Friday, December 11, 2009

Mainstream Korean food in America? Been there, done that.

Over at The Marmot's Hole, iheartblueballs wrote:
I’ve always told Korean friends of mine that the best potential I saw for a mainstream breakthrough for Korean food was something modeled after the simple Kalbi plates you can get in Hawaii. Basically a semi-fast food type of place with a plate of rice, kalbi, and a few side dishes you can pick, all for $7-10. I always stop at several of them for quick lunches whenever I’m over there. The quality of the meat and the marinade of course separates the good from the bad, but the ones that I’ve been to have all been pretty solid, and they’re pretty popular in Hawaii too….always good crowds for lunch at the places I went to anyway.
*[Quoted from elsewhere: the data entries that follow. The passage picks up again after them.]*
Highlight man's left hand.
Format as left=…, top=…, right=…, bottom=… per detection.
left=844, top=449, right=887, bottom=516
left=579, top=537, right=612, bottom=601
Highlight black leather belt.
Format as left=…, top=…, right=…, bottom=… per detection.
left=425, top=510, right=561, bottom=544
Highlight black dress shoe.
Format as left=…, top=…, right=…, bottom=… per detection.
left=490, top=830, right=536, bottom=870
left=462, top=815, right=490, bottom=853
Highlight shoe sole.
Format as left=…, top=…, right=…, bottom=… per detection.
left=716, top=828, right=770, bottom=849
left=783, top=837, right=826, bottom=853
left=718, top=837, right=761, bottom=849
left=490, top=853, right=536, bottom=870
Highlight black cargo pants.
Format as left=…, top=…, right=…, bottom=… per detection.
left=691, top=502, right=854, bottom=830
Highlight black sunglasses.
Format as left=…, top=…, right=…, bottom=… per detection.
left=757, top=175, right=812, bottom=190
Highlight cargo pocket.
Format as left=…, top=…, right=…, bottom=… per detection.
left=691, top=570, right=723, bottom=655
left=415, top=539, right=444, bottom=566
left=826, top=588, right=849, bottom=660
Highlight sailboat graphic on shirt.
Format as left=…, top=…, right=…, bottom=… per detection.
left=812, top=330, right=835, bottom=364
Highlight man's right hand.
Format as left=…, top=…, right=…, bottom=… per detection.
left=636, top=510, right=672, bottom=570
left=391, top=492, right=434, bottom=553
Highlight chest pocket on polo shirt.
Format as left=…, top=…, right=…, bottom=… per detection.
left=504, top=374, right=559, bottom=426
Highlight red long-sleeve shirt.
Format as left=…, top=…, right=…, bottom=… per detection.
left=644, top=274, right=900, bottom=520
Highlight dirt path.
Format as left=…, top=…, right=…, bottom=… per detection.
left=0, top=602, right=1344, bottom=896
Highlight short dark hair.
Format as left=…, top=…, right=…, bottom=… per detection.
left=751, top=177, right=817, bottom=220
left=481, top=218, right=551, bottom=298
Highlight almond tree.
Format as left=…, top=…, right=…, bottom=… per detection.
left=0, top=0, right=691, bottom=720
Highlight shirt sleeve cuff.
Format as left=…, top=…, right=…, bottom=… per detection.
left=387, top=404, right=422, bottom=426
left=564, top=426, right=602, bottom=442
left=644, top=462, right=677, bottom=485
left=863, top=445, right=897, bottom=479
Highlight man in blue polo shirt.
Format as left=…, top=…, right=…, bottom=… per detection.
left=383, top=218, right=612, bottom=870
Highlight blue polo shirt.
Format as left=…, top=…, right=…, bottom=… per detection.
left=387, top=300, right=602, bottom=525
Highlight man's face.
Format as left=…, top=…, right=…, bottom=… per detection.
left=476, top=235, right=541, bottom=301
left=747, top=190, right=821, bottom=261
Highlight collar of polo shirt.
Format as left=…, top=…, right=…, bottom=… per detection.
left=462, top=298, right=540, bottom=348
It would be easy to standardize and franchise, and would be cheap enough to draw far more people than the traditionally expensive Korean bbq places ever will. They could kill in food courts at malls, on college campuses, stadiums and arenas, airports, and just about any place that a Panda Express now thrives in. The challenge would be to make a really great tasting meat that could be kept inexpensive, and to pick enough Korean side dishes that are palatable to the average whitebread. Hell, you could even throw the Korean Taco in there and give people a choice of having the meat with rice or in a tortilla.
Ah, yes. What he says sounds spot on. And ihbb has inspired me, after the winter holiday is over and I return to the Garden Island, to try to track down the heads of Yummy's or Pearl, two Korean "fast food" chains here in Hawaii. Yes, chains. Popular chains. You see, someone has already figured out how to Panda Expressify Korean food.